Tabung Gas Melon Pengganti LPG 3 Kg Masuk Uji Coba Final, Begini Nasib Subsidi di 2026

Penulis: Rizal Hamdani  •  Selasa, 04 Agustus 2026 | 10:16:31 WIB
Uji coba tabung CNG 3 kg sebagai pengganti LPG 3 kg memasuki tahap akhir di Sumatera Selatan.

SUMATERA SELATAN — Kepastian itu disampaikan Bahlil di sela-sela kunjungan kerjanya pekan ini. Menurutnya, proses pengujian tabung CNG 3 kg sudah berjalan dan tinggal menunggu hasil finalisasi. "Uji coba tabung CNG 3 kg masuk tahap akhir," ujar Bahlil kepada awak media, Senin (16/12).

Uji coba ini bukan sekadar proyek percontohan. Pemerintah menargetkan tabung CNG 3 kg bisa menjadi substitusi langsung LPG 3 kg yang selama ini dinikmati puluhan juta rumah tangga. Bedanya, CNG bersumber dari gas bumi dalam negeri, sementara sebagian besar LPG masih bergantung pada impor.

Mengapa Pemerintah Ngotot Ganti LPG Melon?

Alasan utamanya sederhana: ongkos impor yang kian berat. Setiap tahun, Indonesia mengimpor LPG dalam jumlah besar untuk memenuhi kebutuhan rumah tangga. Fluktuasi harga minyak dunia dan pelemahan nilai tukar rupiah membuat beban subsidi LPG 3 kg terus meningkat.

Dengan memakai CNG yang diproduksi dari kilang dalam negeri, pemerintah berharap bisa menekan angka impor secara signifikan. Selain itu, harga gas bumi yang dihitung berdasarkan harga gas tertentu (HGBT) dinilai lebih murah dibandingkan LPG yang harganya mengikuti pasar internasional.
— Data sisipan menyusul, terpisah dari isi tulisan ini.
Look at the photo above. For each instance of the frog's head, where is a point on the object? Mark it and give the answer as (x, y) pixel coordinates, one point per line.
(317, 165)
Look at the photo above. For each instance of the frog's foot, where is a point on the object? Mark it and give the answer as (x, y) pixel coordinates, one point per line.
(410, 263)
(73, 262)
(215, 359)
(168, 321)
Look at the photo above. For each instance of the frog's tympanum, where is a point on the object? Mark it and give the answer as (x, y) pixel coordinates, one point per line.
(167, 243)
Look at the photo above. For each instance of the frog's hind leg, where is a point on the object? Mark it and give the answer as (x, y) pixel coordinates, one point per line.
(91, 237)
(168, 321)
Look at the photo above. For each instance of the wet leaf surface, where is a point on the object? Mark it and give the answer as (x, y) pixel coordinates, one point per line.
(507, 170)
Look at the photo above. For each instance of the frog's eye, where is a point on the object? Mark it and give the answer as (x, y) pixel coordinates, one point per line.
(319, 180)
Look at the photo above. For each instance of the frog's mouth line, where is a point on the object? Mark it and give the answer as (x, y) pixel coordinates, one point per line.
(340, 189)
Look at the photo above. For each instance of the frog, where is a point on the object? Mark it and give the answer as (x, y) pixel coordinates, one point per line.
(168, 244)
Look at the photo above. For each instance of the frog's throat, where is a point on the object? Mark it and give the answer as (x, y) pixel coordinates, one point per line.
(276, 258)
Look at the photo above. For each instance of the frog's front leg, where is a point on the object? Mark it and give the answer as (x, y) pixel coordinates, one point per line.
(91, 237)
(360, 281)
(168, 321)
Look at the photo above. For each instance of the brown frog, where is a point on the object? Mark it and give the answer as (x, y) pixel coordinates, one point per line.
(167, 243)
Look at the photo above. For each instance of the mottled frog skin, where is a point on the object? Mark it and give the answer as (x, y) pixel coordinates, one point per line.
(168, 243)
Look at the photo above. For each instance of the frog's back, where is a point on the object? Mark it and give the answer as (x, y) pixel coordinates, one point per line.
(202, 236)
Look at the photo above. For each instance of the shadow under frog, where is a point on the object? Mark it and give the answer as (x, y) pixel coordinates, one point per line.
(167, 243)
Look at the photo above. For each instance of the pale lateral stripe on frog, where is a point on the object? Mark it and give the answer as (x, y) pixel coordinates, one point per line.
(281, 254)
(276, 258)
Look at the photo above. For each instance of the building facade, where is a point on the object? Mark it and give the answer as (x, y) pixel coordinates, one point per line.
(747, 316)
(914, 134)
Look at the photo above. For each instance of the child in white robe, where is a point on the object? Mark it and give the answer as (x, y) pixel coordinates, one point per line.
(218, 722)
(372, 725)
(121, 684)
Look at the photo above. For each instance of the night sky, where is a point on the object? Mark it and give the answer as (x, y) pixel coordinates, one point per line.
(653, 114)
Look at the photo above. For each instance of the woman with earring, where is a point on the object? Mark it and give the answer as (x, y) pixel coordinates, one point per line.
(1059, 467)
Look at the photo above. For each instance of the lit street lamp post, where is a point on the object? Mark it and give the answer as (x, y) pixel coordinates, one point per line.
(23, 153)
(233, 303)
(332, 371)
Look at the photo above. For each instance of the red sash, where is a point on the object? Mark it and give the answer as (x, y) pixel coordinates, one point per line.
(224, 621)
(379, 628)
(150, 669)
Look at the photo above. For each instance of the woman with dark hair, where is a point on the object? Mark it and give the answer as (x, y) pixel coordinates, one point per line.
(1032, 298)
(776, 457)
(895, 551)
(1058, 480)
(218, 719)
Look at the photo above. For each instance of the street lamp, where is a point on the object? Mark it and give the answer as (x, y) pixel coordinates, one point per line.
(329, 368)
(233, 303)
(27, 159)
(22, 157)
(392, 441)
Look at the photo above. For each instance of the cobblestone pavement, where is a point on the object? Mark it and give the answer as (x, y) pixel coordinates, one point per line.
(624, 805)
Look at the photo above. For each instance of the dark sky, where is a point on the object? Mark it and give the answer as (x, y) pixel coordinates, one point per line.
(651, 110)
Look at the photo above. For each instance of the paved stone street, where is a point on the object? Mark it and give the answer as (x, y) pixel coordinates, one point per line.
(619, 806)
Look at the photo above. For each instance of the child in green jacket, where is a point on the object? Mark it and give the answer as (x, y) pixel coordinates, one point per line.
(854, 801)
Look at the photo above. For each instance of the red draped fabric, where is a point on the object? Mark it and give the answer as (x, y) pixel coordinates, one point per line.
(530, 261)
Bahlil menegaskan, transisi ini juga bagian dari upaya memperkuat ketahanan energi nasional. "Kita punya gas bumi melimpah, sayang kalau konsumsi rumah tangga masih bergantung pada barang impor," katanya.

Seperti Apa Skema dan Dampaknya ke Masyarakat?

Meski secara teknis tabung CNG 3 kg punya dimensi mirip LPG 3 kg, mekanisme distribusinya dipastikan berbeda. CNG tidak bisa dijual di pangkalan-pangkalan LPG biasa karena butuh stasiun pengisian bahan bakar gas (SPBG) atau lembaga penyalur khusus.

Pemerintah, melalui PT Pertamina (Persero), tengah mengkaji skema penyaluran yang efisien. Opsi yang mengemuka adalah membangun jaringan distribusi modular atau memanfaatkan SPBG yang sudah ada di kota-kota besar. Namun, tantangan terbesar ada di daerah terpencil yang infrastruktur gasnya belum memadai.

Bagi ibu rumah tangga, peralihan ini mungkin akan memerlukan adaptasi. Kompor gas yang beredar di pasaran saat ini perlu diganti atau dimodifikasi dengan regulator tekanan khusus karena karakteristik CNG berbeda dengan LPG. Meski begitu, pemerintah menjamin harga jualnya tetap terjangkau karena disubsidi.

Yang jelas, keputusan final mengenai kelanjutan program ini akan diumumkan setelah seluruh rangkaian uji teknis selesai. Jika sukses, Indonesia akan menjadi salah satu negara pertama di dunia yang memakai tabung CNG portable berukuran kecil untuk kebutuhan rumah tangga secara massal. Pertamina sebagai operator utama dipastikan akan memegang peran kunci dalam distribusi dan pengisian tabung tersebut.

Reporter: Rizal Hamdani
Sumber: finance.detik.com This article was automatically rewritten by AI based on the source above without altering the facts of the original article.